FRANCIS FORD COPPOLA
    Amidst a few early efforts for which he was either uncredited, or otherwise meddled with by studios, Uncle Frank’s ten ends at about the Godfather Part 2. So that means we get two of the best films ever made, as well as the underrated The Conversation, but we lose Apocalypse Now, The Outsiders, Peggy Sue Got Married and Bram Stoker’s Dracula. Similarly to Spielberg  and Indiana Jones though, it turns out revisiting The Godfather for a third chapter was a misstep.

STANLEY KUBRICK
    Kubrick, like Tarantino was actually quite selective, and after his first ten (including Spartacus, Lolita, Dr. Strangelove, 2001: a Space Odyssey and A Clockwork Orange) the director only completed three more films: The Shining, Full Metal Jacket and Eyes Wide Shut, so yeah, we’ll take ‘em.

JAMES CAMERON
    Believe it or not, Avatar was only Cameron’s eighth feature, which include The Terminator and its sequel T2:Judgment Day, Aliens, The Abyss, True Lies and Titanic. If he quits after ten that means we’ll get Avatar 2 and 3, but not part 4, which might result in blue balls either way.

ALFRED HITCHCOCK
    I have literally never heard of any of Hitchcock’s first ten, which were all produced in the Hollywood heyday of assembly line film production and were made in less than five years. After such forgotten works as The Pleasure Garden, The Lodger, The Farmer’s Wife, The Manxman and Champagne (ooh-la-la!), Hitchcock went on to direct the films he’s really known for, including Psycho, Vertigo, North by Northwest, Rear Window, The Birds and Dial M For Murder, so it’s safe to say cinema as an entire medium benefitted from the old man sticking with it for the lon haul.

MARTIN SCORSESE
    Omitting his many documentaries, Marty has had an amazing career with a first ten that includes Mean Streets, Taxi Driver, Alice Doesn’t Live Here Anymore, Raging Bull and The Color of Money. Although it’s hard to imagine the past thirty years without Goodfellas, Casino, The Departed, as well as non-crime dramas like The Last Temptation of Christ, The Aviator and Hugo. Though I did think The Wolf Of Wall Street blew the big one, so I could take it or leave it.

JOEL COEN
    Perpetually in collaboration with his brother Ethan, Joel Coen is the one who technically directed most of the Coens’ flicks. Similarly to Tarantino, the Coens established their aesthetic right out of the gate with Blood Simple, and refined the black humour that would come to define their work a few years later with Raising Arizona (All Hail Nicolas Cage). While I have personally found Joel and Ethan’s work to be hit-or-miss, it would be a shame for their last film to have been the sleeper Intolerable Cruelty, when No Country For Old Men, A Serious Man and True Grit were still just twinkles in their fathers’ eyes.

MICHAEL BAY
    The Liberace of unnecessary Pyrotechnics’ first film was Bad Boys. His tenth was 2013’s Pain and Gain. I don’t think anybody would miss Transformers 4, but maybe we could just have cut him off at one?
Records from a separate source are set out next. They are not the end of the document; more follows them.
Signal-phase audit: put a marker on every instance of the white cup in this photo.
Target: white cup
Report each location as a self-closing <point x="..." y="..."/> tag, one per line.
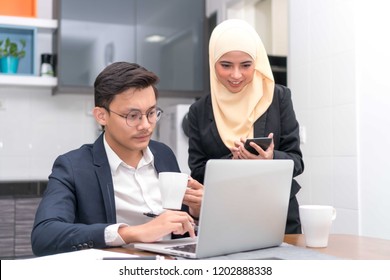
<point x="173" y="186"/>
<point x="316" y="222"/>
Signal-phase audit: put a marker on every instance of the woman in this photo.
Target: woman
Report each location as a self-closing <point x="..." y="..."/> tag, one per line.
<point x="244" y="103"/>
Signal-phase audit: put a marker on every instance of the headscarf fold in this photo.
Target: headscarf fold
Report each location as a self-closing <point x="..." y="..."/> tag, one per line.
<point x="235" y="113"/>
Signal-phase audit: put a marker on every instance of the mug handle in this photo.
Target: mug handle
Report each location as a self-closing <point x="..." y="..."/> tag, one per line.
<point x="334" y="214"/>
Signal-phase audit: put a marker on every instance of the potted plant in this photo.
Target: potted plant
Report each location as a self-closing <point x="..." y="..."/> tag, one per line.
<point x="10" y="53"/>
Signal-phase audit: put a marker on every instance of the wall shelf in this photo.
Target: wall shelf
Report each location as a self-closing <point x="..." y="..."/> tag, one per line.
<point x="24" y="81"/>
<point x="42" y="25"/>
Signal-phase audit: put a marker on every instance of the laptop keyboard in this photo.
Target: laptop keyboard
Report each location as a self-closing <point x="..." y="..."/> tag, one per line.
<point x="189" y="248"/>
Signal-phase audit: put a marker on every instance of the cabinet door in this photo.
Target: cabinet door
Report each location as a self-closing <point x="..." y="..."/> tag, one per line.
<point x="170" y="42"/>
<point x="92" y="34"/>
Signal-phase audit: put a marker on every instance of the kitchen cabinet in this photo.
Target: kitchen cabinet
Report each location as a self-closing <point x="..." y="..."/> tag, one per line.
<point x="42" y="26"/>
<point x="167" y="38"/>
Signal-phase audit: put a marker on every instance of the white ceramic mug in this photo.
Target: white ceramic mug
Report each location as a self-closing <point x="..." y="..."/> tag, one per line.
<point x="316" y="222"/>
<point x="173" y="186"/>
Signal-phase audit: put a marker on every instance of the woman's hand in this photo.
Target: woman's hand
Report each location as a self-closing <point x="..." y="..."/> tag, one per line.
<point x="239" y="151"/>
<point x="177" y="222"/>
<point x="193" y="197"/>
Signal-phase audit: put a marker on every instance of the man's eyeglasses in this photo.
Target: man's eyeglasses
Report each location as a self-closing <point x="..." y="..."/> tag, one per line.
<point x="134" y="117"/>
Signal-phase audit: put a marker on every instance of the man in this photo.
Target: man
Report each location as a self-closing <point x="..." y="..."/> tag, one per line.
<point x="97" y="195"/>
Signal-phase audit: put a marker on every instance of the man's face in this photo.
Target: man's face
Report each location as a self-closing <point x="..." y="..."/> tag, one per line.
<point x="121" y="137"/>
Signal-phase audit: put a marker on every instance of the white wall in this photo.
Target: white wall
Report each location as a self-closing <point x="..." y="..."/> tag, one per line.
<point x="338" y="65"/>
<point x="373" y="95"/>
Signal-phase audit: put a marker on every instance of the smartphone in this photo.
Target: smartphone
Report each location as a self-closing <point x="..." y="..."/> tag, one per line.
<point x="263" y="142"/>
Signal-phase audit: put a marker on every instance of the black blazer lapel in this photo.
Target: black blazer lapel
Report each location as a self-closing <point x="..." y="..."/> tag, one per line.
<point x="103" y="173"/>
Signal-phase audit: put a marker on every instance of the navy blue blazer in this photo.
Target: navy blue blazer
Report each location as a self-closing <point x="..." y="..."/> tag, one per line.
<point x="79" y="203"/>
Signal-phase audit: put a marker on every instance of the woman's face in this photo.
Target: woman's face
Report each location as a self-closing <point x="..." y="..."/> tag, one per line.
<point x="235" y="70"/>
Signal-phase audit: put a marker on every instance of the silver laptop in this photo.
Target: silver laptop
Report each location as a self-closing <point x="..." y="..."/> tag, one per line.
<point x="244" y="208"/>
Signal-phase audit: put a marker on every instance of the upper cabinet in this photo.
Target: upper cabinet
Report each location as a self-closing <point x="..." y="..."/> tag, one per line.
<point x="167" y="37"/>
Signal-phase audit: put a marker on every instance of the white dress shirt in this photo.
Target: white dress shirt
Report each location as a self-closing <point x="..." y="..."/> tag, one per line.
<point x="136" y="192"/>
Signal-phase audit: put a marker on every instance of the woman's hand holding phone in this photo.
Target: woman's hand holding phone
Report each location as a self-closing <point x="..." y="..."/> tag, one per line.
<point x="262" y="148"/>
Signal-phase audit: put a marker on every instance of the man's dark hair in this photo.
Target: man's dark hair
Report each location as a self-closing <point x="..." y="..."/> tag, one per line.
<point x="119" y="77"/>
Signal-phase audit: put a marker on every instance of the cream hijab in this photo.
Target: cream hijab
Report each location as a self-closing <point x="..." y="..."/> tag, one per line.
<point x="235" y="113"/>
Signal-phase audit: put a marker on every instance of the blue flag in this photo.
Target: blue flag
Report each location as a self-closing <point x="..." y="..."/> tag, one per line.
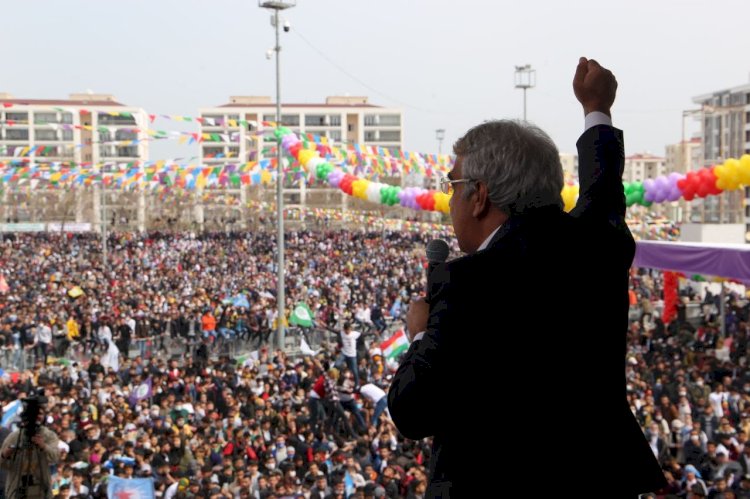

So what have we learned? It’s easy for Tarantino to cap it at ten, considering his first film was an indie anomaly, and he didn’t have to spend the requisite years directing studio crap to get his big shot. There are definitely big-name directors who could have stood to be more choosy with what projects they took on, and revisiting early success years after the fact can be downright calamitous. But overall, directing isn’t just a young man’s game* but a craft that can take years to master and even longer to perfect. It’s easy for Tarantino to say that he’s going to leave at the top of his game when he’s essentially autistic in the way that makes great movies, but if most of today’s top directors had quit after ten, we’d have missed out on some of the most important films of our time.

Besides, we all know Quentin's not **actually** going to retire, right?

*Nor is it just a man’s game. I acknowledge that I failed to include any females, but prominent female director Kathryn Bigelow only has ten directing credits; Nora Ephron eight; while Sophia Coppola and Julie Taymor each have five. This is an unfortunate result of an outdated studio system that uses “tradition” as an excuse for suppression, but that’s a whole other article.